Text analysis from social network sites has helped researchers to understand the research problems and provide suggestions in various areas including product sales (Chong et al., 2016), predicting election results (Rill et al., 2014), comprehending public sentiments in a sensitive situation like disasters (Bai et al., 2016), etc. Similarly, the MOOC-related public sentiments can be mined to understand the opinion of the crowd as MOOC users actively use social media (Delgado-Kloos and Munoz-Organero, 2014; Kravvaris et al., 2016). Twitter can be used as a competitive intelligence source to discover the customers' sentiments about a brand and its competitors in real-time (Jansen et al., 2009). The high speed (140 characters), open community, and asymmetric nature of Twitter allows the tweets to be visible by a wider user base and makes it easier to capture the dynamics of interaction among users, unlike other available social communities. Since MOOC users actively use Twitter to share the topics, question-answers, etc., their sentiments can be captured, and the public opinions regarding MOOCs can be mined.

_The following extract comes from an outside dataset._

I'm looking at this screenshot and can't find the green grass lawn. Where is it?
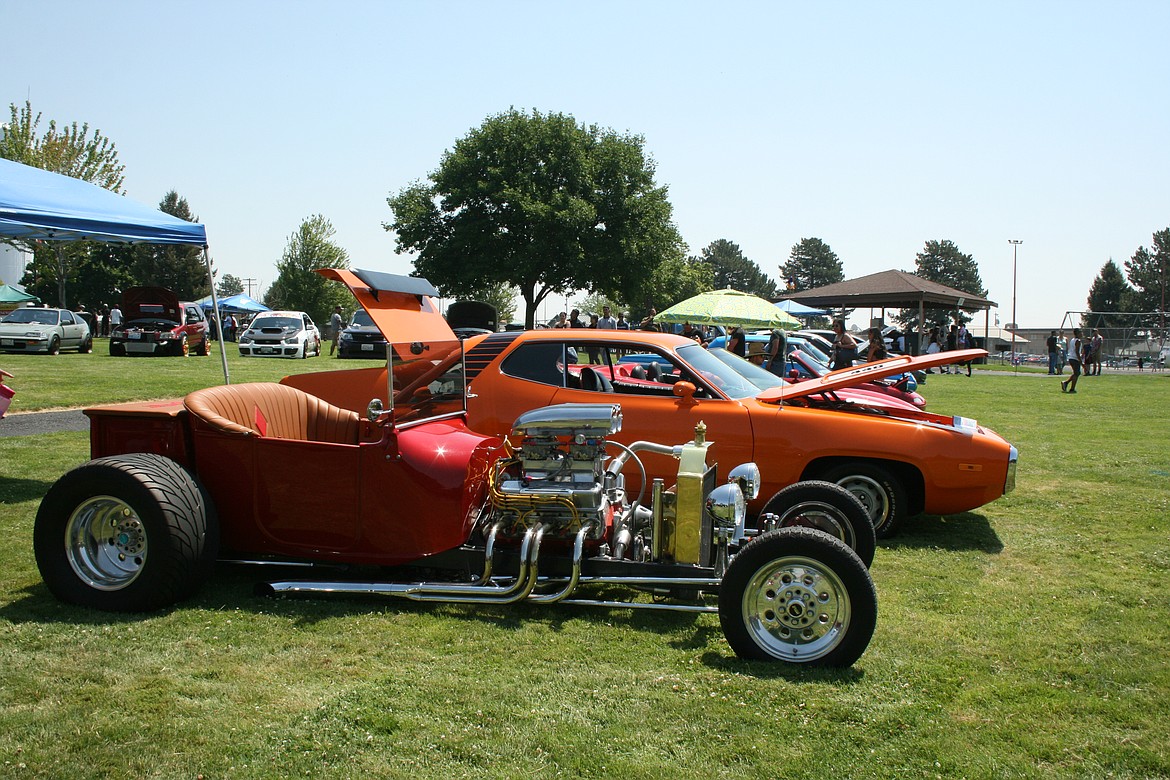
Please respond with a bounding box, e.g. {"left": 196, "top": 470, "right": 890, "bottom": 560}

Many researchers (Chen, 2014; Enriquez-Gibson, 2014; Shen and Kuo, 2015; Rui et al., 2013; Wen et al., 2014; Xia, 2014) have performed text mining on MOOCs from social media data, but they are mostly based on generic MOOC-related keywords or one-or-two MOOC providers. There is little research from the perspective of both MOOC users and providers such as, how MOOC users perceive and engage in social media and how MOOC providers keep their users engaged. The present study aims at seven major MOOC providers namely, Codecademy, Coursera, edX, Khan Academy, Skillshare, Futurelearn, Udacity, and examines (1) the temporal trends, i.e., daily, weekly, and monthly trends of MOOC providers’ related data from Twitter, (2) Association rule mining of tweets to find interesting patterns, (3) Sentiment mining of tweets and categorizing them into positive and negative opinions, (4) Influencer analysis, and (5) Engagement analysis from the provider side.
This paper is structured as follows: Section 2 presents the literature review; Section 3 gives the details of the research framework. Section 4 presents results obtained followed by the discussion in Section 5. Lastly, Section 6 presents the conclusion of the study, limitations and future scope of research.